3. Hinzuziehung von Sachverständigen - § 144 Abs. 1 S. 1 ZPO-E Die Begründung des RefE (S.16) führt zu diesem Punkt aus:

„Durch die Umformulierung des § 144 Absatz 1 Satz 1 ZPO-E soll deutlicher als bisher geregelt werden, dass sich das Gericht zur fachlichen Unterstützung der besonderen Sachkunde von Sachverständigen auch unabhängig von einer Beweisaufnahme in einem frühen Verfahrensstadium verfahrensbegleitend zu Beratungszwecken bedienen kann. Der Sachverständige ist in dieser Funktion nicht Beweismittel, sondern Berater des Gerichts (vergleiche Stamm, ZZP 124 (2011), 433, 437).“

Die Insolvenzordnung enthält bereits in § 5 Abs.1 InsO eine ähnliche Regelung: „Das Insolvenzgericht hat von Amts wegen alle Umstände zu ermitteln, die für das Insolvenzverfahren von Bedeutung sind. Es kann zu diesem Zweck insbesondere Zeugen und Sachverständige vernehmen.“

Auch in § 22 Abs. 1Satz 2 Nr. 3 InsO wird der Sachverständige erwähnt. Mit der im RefE vorgeschlagenen Regelung soll der Anwendungsbereich von Sachverständigen erweitert werden. Dabei bleibt unklar, ob diese Erweiterung über § 4 InsO auf Insolvenzverfahren anwendbar sein wird und über den bereits in der Insolvenzordnung geregelten Anwendungsbereich der Amtsermittlung hinausgehen soll.

Eine Beweisaufnahme im kontradiktorischen Verfahren, deren Einschränkungen durch entsprechende Beweisanträge mit dem § 144 Abs. 1 S. 1 ZPO-E offenbar teilweise aufgehoben werden sollen, findet im Insolvenzverfahren nicht statt. Das Gericht darf sich insbesondere im Insolvenzeröffnungsverfahren nicht auf die Beibringung des Tatsachenstoffs durch die Beteiligten verlassen (vgl. etwa Uhlenbruck/Pape, § 5 Rz.7 m. w. N.).
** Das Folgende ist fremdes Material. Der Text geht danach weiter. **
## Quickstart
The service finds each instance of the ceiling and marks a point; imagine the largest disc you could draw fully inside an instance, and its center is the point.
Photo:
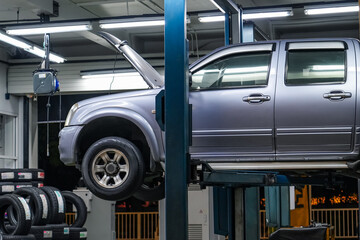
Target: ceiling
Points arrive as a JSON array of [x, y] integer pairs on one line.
[[202, 36]]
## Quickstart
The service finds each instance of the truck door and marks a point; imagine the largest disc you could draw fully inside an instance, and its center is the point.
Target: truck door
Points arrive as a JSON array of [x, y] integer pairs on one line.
[[315, 100], [232, 94]]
Gleichzeitig findet die Amtsermittlung und damit die Möglichkeit einer Unterstützung des Gerichts durch Sachverständige hier eine Grenze durch den Verfahrenszweck der Haftungsverwirklichung.

Pape (a.a.O.Rz.22) formuliert dazu:

„Alles was nicht der Haftungsverwirklichung zugunsten der Gläubiger dient, unterfällt nicht den Amtsermittlungen. Weiterhin hat die Amtsermittlungspflicht dort ihre Grenzen, wo schutzwürdige Interessen Dritter entgegenstehen oder wenn der Antragsteller verpflichtet ist, selbst vorzutragen und glaubhaft zu machen, wie z.B. im Rahmen der Restschuldbefreiung. Das Insolvenzgericht ist nicht berechtigt, die Ermittlungen auf die Verfahrensabwicklung durch den Insolvenzverwalter zu erstrecken.“

Ein verschiedentlich begrüßte Unterstützungsmöglichkeit der Insolvenzgerichte auch außerhalb des durch § 5 Abs.1 InsO gezogenen Rahmens sollte in Ansehung der pauschalen Verweisungsnorm in § 4 InsO und der oben angeführten Erwägungen auf klar definierte Anwendungsfälle begrenzt werden. Art. 14 Abs.2 der Richtlinie des Europäischen Parlaments und des Rates über präventive Restrukturierungsrahmen, über Entschuldung und über Tätigkeitsverbote sowie über Maßnahmen zur Steigerung der Effizienz von Restrukturierungs-, Insolvenz- und Entschuldungsverfahren und zur Änderung der Richtlinie (EU) 2017/1132 (Richtlinie über Restrukturierung und Insolvenz) - ABl L 172 vom 26.6.2019, S.18 ff. kann hier als Beispiel für einen solchen Anwendungsfall genannt werden.

B. Fazit

1. Die Spezialzuständigkeit sollte sich auch auf Beschwerden nach Art. 5 EuInsVO erstrecken.

2. Die vorgeschlagene Erweiterung des Beschwerderechts der Staatskasse sollte ersatzlos entfallen.

3. Die Hinzuziehung eines Sachverständigen außerhalb des Anwendungsbereichs des § 5 InsO sollte auf klar definierte Anwendungsfälle begrenzt werden.